Future-Proofing Cloud Security Against Quantum Attacks: Risk, Transition, and Mitigation Strategies

Quantum Computing (QC) threatens the cryptographic foundations of Cloud Computing (CC), exposing distributed infrastructures to novel attack vectors. This survey provides comprehensive analysis of quantum-safe cloud security, examining vulnerabilities, transition strategies, and layer-specific countermeasures across nine architectural layers (application, data, runtime, middleware, OS, virtualization, server, storage, networking). We employ STRIDE-based risk assessment aligned with NIST SP 800-30 to evaluate quantum threats through three transition phases: pre-transition (classical cryptography vulnerabilities), hybrid (migration risks), and post-transition (PQC implementation weaknesses including side-channel attacks).

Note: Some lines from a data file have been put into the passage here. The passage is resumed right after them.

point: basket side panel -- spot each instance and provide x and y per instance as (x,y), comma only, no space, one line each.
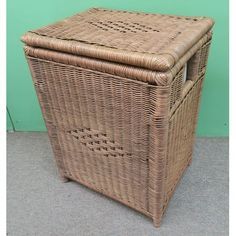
(101,127)
(180,139)
(183,120)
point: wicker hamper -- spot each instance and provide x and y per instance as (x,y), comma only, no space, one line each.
(119,92)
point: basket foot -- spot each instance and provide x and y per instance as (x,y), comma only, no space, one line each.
(190,162)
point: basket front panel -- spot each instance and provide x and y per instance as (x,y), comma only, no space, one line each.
(102,126)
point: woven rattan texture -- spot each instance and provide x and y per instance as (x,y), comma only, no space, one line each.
(120,116)
(102,128)
(142,32)
(152,41)
(124,138)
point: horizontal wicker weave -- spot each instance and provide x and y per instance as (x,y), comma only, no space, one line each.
(119,92)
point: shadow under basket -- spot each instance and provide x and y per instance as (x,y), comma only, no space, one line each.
(119,93)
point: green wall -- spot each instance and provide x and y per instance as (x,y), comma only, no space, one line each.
(27,14)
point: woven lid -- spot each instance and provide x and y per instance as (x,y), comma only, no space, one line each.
(152,41)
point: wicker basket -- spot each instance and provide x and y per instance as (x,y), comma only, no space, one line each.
(119,92)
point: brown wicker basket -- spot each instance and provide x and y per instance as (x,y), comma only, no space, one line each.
(119,92)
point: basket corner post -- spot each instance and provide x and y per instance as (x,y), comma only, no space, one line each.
(160,100)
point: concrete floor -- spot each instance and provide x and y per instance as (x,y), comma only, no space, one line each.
(39,204)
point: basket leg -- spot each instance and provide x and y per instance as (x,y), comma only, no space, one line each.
(157,222)
(190,161)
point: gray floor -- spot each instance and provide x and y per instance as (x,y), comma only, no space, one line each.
(39,204)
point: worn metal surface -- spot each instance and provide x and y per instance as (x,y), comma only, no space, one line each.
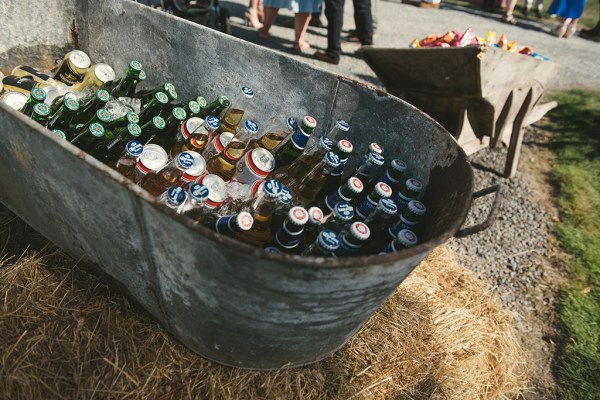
(228,301)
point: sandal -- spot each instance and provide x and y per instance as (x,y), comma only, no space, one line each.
(509,19)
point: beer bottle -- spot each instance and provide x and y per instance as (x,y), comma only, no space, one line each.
(342,149)
(323,246)
(410,191)
(348,191)
(404,240)
(294,171)
(369,204)
(287,237)
(217,191)
(72,67)
(224,163)
(173,197)
(146,95)
(352,241)
(229,225)
(264,206)
(255,165)
(40,113)
(154,107)
(95,77)
(194,132)
(126,163)
(293,148)
(125,87)
(216,108)
(36,96)
(394,173)
(86,138)
(157,182)
(309,186)
(153,158)
(89,108)
(312,228)
(196,170)
(62,118)
(233,115)
(272,139)
(194,205)
(379,222)
(172,122)
(339,219)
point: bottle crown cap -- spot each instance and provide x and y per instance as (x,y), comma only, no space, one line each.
(134,129)
(212,122)
(387,206)
(345,146)
(325,143)
(315,215)
(331,159)
(414,185)
(344,211)
(175,195)
(41,109)
(309,121)
(134,148)
(342,125)
(407,238)
(355,184)
(360,230)
(251,127)
(376,158)
(198,191)
(272,188)
(244,220)
(38,94)
(185,160)
(328,240)
(298,215)
(96,129)
(416,207)
(248,92)
(383,189)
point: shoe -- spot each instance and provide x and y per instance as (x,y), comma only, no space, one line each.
(509,19)
(251,18)
(323,56)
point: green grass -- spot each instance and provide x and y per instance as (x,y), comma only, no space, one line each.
(575,124)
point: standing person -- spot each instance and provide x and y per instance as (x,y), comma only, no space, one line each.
(302,12)
(334,11)
(569,12)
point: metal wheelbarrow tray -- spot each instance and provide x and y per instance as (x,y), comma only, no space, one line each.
(228,301)
(483,95)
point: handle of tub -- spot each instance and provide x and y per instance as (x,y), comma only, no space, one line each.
(492,215)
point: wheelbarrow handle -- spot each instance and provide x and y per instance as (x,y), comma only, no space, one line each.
(492,215)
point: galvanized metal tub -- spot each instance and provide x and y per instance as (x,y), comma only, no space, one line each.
(228,301)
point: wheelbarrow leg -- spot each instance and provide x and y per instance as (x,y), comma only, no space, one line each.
(516,138)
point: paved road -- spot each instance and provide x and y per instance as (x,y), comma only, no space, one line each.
(578,59)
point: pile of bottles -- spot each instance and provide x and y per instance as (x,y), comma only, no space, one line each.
(209,161)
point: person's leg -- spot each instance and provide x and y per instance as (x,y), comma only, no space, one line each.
(301,21)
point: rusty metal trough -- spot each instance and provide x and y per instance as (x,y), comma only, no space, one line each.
(228,301)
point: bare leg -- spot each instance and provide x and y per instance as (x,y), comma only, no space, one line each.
(301,21)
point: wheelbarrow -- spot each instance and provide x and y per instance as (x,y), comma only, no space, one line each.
(483,95)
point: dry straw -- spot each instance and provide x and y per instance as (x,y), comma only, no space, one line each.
(65,334)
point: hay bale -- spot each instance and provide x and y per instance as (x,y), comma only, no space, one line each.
(64,333)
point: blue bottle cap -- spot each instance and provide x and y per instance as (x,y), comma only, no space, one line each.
(176,195)
(198,192)
(185,160)
(251,126)
(212,122)
(134,148)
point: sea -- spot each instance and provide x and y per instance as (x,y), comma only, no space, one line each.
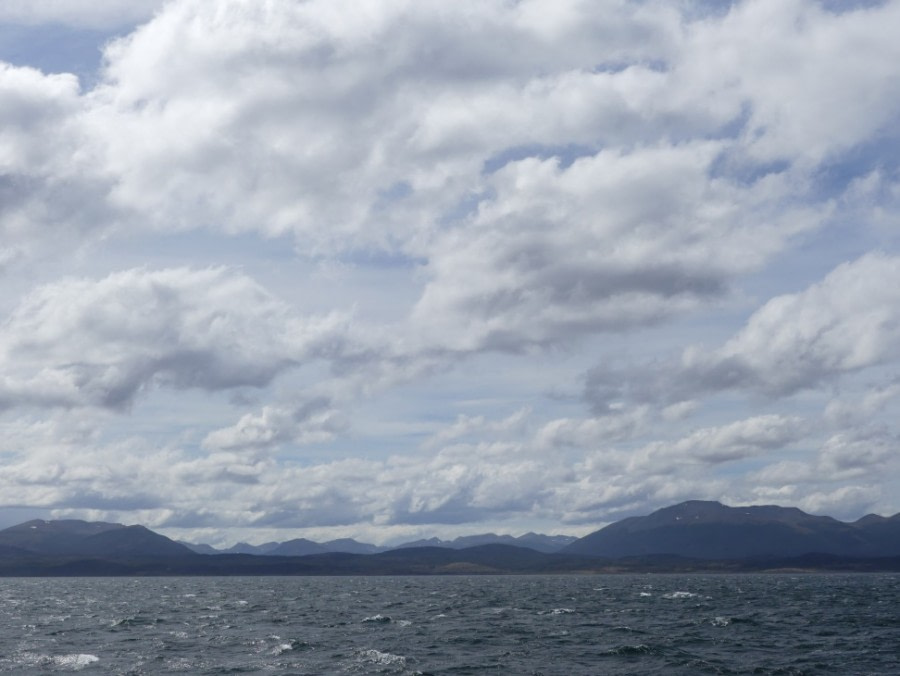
(567,624)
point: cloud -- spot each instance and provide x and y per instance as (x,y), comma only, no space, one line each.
(739,440)
(845,323)
(80,342)
(553,185)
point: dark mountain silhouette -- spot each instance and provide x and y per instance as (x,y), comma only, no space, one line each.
(298,547)
(535,541)
(351,546)
(693,536)
(710,530)
(244,548)
(304,547)
(72,538)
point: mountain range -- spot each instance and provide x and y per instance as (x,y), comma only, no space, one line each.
(690,536)
(304,547)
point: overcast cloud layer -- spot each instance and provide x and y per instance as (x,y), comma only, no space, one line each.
(388,269)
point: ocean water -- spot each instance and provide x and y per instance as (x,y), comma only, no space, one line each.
(629,624)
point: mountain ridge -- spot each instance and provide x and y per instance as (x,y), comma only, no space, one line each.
(710,530)
(692,536)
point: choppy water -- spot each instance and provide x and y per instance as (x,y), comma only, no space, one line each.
(700,624)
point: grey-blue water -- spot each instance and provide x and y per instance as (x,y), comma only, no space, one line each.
(634,624)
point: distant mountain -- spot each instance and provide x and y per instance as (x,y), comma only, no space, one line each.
(298,547)
(351,546)
(540,543)
(304,547)
(244,548)
(710,530)
(72,538)
(690,537)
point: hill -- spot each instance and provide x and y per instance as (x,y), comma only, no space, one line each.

Our security framework integrates hybrid cryptographic strategies (algorithmic combiners, dual/composite certificates, protocol-level migration), cryptographic agility, and risk-prioritized mitigation tailored to cloud environments. We benchmark NIST-standardized PQC algorithms for performance and deployment suitability, assess side-channel and implementation vulnerabilities, and analyze quantum-safe strategies from leading CSPs (AWS, Azure, GCP). The survey delivers layer-specific threat taxonomies, likelihood-impact risk matrices, and CSP-informed deployment roadmaps for cloud architects, policymakers, and researchers. We identify six critical research directions: standardization and interoperability, hardware acceleration and performance optimization, AI-enhanced security and threat mitigation, integration with emerging cloud technologies, systemic preparedness and workforce development, and migration frameworks with crypto-agility.